Molecular co-catalysis for photo-electrochemical water splitting : needs, performances, limitations and perspectives
Despite the maturity and efficiency of modern water electrolysers and the possibility to use photovoltaic panels as power source for green hydrogen production, the direct water photo-dissociation into molecular hydrogen and oxygen remains a topic of great practical interest. In conventional photo-electrochemical cells, the light absorbing semiconducting materials used to design efficient photo-electrodes play a central role. Among many other materials, titanium dioxide has been extensively used for the endergonic water photo-oxidation reaction. Various strategies such as bulk doping or surface sensitization (by organic dyes or other species) have been developed to increase the absorption of earth-incident sunlight radiations. In the quest for higher efficiencies of the photon-to-chemical-bonds reaction sequence, charge transfer enhancement via surface co-catalysis is also a topic of significant interest. Whereas metallic nano-particles are most commonly used, other nano-crystals such as Metal-Organic Frameworks (MOFs) can also be used for that purpose. Ultimately, the implementation of monolayers of electrochemically active molecular complexes deposited at the surface of appropriate semiconducting materials, also offers some interesting perspectives.

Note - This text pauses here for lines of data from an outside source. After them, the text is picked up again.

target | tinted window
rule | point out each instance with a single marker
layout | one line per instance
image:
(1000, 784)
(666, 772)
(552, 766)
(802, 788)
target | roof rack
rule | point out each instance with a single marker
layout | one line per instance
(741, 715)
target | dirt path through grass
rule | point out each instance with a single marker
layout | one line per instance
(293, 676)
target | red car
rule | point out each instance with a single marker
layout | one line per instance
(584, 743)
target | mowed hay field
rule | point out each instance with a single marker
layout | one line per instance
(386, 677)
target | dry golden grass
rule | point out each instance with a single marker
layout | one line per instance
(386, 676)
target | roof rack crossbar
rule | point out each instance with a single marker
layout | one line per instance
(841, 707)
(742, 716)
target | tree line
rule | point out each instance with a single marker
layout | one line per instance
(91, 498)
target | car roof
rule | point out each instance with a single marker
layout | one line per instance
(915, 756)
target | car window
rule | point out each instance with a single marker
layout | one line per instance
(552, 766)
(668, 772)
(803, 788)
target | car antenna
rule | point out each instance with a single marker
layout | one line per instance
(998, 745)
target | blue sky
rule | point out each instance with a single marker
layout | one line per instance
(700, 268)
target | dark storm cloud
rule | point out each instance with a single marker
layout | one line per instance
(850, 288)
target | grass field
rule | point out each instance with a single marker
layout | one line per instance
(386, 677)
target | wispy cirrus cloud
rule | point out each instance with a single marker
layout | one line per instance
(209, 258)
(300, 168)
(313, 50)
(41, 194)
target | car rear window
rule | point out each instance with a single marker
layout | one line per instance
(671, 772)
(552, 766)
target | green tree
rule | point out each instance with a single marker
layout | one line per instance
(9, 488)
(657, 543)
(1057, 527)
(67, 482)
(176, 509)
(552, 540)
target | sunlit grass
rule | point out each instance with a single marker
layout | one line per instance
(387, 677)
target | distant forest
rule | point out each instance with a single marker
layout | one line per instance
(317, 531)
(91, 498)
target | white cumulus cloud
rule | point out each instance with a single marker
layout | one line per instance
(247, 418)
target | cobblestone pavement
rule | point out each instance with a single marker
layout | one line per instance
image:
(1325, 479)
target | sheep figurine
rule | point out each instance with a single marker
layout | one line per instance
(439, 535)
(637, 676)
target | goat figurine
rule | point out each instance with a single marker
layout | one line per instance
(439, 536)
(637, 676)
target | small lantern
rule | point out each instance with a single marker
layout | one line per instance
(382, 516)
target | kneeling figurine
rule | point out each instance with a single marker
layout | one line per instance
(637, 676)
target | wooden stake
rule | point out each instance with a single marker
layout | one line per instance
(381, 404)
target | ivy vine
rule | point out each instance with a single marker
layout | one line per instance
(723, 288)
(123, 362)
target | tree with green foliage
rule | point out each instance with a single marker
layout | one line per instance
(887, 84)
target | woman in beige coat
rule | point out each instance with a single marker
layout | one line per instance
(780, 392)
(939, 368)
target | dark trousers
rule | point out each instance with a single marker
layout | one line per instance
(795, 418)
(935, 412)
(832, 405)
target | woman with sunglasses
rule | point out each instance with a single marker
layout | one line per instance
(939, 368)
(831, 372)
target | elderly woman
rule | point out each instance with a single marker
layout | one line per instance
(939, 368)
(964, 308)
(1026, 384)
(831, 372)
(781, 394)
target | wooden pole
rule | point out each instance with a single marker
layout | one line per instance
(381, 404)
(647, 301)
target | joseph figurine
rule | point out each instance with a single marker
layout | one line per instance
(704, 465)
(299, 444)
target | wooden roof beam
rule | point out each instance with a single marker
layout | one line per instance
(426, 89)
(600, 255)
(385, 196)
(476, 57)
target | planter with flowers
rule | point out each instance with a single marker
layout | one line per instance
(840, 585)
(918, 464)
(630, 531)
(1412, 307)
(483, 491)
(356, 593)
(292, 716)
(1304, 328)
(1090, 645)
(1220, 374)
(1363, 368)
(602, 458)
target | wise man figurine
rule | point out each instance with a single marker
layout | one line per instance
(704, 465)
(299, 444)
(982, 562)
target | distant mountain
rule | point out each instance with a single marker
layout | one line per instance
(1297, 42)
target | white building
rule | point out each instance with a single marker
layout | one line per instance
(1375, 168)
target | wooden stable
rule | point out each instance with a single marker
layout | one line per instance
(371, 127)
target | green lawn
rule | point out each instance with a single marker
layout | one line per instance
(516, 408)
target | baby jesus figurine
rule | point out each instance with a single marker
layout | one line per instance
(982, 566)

In this context, the purpose of this communication is to discuss some issues related to surface co-catalysis by functionalization of different co-catalysts, specifically active with regard to water photo-reduction into hydrogen or water photo-oxidation into oxygen. Various examples will be used to support the discussion, to analyze performances, to identify existing limitations and to discuss future perspectives. For example, p-type Rh-doped SrTiO3particles, surface modified by sorption of cobalt(II) hexachloroclathrochelate (e.g. Co(Cl2Gm)3(BCH3)2) will be used as a model system to discuss some challenges associated with water photo-reduction. Also, TiO2nanorods, surface modified by deposition of cobalt dodecahedral Zeolitic Imidazolate Framework (ZIF-67) will be used as a model system to discuss the challenges associated with water photo-oxydation.